Dr Craig Lowrey, Principal Consultant at Cornwall Insight said:

“When faced with headlines announcing minor changes to the cap it can be easy to overlook the broader trend of declines. Our projections suggest that from July, the average annual bill will fall by around £500 compared to last summer, offering further relief given the quarter-on-quarter drop seen in April.

“Of course, we must recognise lower prices don’t erase all the problems. The very fact we are still seeing bill levels which are hundreds of pounds above pre-crisis levels underscores the ongoing challenges faced by households.

“While the cap is certainly not the ticket back to long-term energy bill affordability, Ofgem’s review could pave the way for fairer, more efficient energy bills.
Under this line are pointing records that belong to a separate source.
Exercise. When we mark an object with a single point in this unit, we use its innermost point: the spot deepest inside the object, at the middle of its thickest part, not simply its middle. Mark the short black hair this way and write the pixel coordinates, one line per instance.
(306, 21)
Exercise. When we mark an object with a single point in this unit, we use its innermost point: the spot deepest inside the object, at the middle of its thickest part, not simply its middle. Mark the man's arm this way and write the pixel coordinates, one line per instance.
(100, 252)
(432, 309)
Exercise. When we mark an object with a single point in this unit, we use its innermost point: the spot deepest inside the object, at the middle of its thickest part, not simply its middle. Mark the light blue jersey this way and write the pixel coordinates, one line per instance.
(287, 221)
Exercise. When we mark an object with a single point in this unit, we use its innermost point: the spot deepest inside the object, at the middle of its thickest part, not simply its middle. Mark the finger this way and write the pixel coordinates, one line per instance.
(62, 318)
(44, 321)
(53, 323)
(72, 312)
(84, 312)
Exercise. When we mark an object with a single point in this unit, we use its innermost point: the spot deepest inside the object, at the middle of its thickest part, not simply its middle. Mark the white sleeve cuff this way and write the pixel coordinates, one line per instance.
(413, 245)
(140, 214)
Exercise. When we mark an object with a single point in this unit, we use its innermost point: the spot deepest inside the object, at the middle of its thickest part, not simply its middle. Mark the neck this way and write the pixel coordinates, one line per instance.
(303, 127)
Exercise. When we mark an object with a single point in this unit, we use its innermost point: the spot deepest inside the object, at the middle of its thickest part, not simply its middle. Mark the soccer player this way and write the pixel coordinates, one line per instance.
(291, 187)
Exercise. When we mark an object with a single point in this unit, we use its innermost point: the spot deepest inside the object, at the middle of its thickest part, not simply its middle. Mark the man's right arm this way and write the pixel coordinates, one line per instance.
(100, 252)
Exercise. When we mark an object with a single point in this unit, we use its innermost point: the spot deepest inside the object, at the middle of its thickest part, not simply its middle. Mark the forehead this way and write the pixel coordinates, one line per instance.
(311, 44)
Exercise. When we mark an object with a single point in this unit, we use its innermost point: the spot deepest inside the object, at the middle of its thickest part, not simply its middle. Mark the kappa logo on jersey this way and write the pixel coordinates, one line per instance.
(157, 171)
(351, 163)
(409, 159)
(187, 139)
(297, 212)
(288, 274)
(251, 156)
However, given the breadth of reforms being considered by the regulator, it is worth remembering that such changes will inevitably lead to trade-offs.

“For example, reducing standing charges, while seemingly beneficial for low-energy us-ers, could lead to higher unit prices. This could disproportionately impact those in less energy-efficient homes or with greater energy needs, some of whom could be vulnerable. Finding the right balance is crucial.

“The path forward for energy pricing remains uncertain, and with stakeholders advocating for reforms – coupled with a general election on the horizon – energy bills are likely to be an area of continued debate and transformation in the months ahead.”

Richard Neudegg, director of regulation at comparison site Uswitch.com, said: “A predicted 7% drop in energy prices in July is clearly good news, with the price cap looking likely to hit its lowest level in over two years.

“The future still remains uncertain, and with the price cap changing every three months – currently expected to rise in October before falling slightly in January – it’s crucial not to be complacent.

“Households who want to lock in rates for price certainty should run a comparison to see what energy tariffs are available to them.

“There are many 12-month fixed tariffs available at rates cheaper than the current price cap, and even some that are 2% below these new predicted July rates.”